Aquel mal genio era acentuado en la mueca que había adquirido sus labios; no solamente no había logrado encontrar a la persona que le interesaba confrontar, sino que también ahora tenía que dar media vuelta y regresar por el camino que había tomado. La situación se tornaba mucho más frustrante y tampoco entendían por qué aquellos seres que tanto se entrometían en su avance, ahora simplemente se habían esfumado.

—Todo está demasiado calmado. Eso lo hace sospechoso –indicaba Laila quien había abandonado las alturas para incorporarse a tierra-.

—Posiblemente el estruendo que escuchamos hace unos instantes atrás fue producido por mugiwara-ya.

—Qué molestia –el humor del pelirrojo simplemente se tornaba cada vez más volátil-.

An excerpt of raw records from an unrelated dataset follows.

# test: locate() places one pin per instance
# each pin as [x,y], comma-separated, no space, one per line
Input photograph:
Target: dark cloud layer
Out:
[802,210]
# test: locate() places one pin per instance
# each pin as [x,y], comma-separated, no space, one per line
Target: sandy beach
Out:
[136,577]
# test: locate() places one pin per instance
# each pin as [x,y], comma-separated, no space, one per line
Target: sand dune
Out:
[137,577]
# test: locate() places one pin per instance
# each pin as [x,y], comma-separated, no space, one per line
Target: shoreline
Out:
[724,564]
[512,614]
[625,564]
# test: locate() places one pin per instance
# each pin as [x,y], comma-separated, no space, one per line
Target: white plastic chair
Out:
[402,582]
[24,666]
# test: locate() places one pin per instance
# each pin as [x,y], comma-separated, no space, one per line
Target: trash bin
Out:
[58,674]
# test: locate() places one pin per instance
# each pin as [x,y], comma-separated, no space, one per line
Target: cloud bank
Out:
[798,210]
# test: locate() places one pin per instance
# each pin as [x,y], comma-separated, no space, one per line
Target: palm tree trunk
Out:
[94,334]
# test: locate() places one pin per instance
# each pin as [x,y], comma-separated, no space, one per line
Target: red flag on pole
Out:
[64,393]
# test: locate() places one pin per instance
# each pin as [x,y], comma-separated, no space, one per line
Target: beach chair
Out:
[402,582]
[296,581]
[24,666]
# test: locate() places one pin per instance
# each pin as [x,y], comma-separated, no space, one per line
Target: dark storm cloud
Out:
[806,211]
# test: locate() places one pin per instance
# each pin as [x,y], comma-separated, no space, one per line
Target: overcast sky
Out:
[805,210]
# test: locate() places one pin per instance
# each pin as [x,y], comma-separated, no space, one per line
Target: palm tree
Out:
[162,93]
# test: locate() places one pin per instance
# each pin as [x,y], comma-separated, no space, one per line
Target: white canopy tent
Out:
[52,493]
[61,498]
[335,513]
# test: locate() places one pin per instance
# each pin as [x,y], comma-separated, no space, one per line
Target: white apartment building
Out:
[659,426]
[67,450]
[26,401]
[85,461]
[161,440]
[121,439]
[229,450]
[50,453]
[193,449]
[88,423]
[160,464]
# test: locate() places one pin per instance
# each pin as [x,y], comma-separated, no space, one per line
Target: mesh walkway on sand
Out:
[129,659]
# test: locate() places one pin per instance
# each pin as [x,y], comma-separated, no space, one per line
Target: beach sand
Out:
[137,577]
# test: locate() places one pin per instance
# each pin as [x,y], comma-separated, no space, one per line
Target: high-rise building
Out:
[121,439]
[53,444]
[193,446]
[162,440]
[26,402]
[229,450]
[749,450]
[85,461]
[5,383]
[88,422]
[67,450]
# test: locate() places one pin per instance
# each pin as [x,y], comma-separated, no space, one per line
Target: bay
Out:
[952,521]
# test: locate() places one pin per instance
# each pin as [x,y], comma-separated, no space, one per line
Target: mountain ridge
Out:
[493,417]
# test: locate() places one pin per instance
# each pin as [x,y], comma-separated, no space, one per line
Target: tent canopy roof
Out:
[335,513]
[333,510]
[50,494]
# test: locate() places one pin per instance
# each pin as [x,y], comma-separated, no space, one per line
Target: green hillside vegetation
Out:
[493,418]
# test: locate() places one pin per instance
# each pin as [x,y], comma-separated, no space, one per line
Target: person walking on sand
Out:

—No te puedes quejar, tomaste este camino por ti mismo –aclaraba Laila antes de que empezara a lanzar pestes hacia ella- Seguramente ese par ya dieron con Monkey D. Luffy.

—De igual modo no hay nada que se pueda hacer más por esta isla en decadencia –comentó Law-.

—¿Ese de allí no es Usopp? –preguntaba curioso Shachi que había colocado la mirada hacia espaldas de sus acompañantes; aquel sin duda era el tirador, pero no venía solo, estaba acompañado de alguien que no parecía resultarle familiar a nadie-.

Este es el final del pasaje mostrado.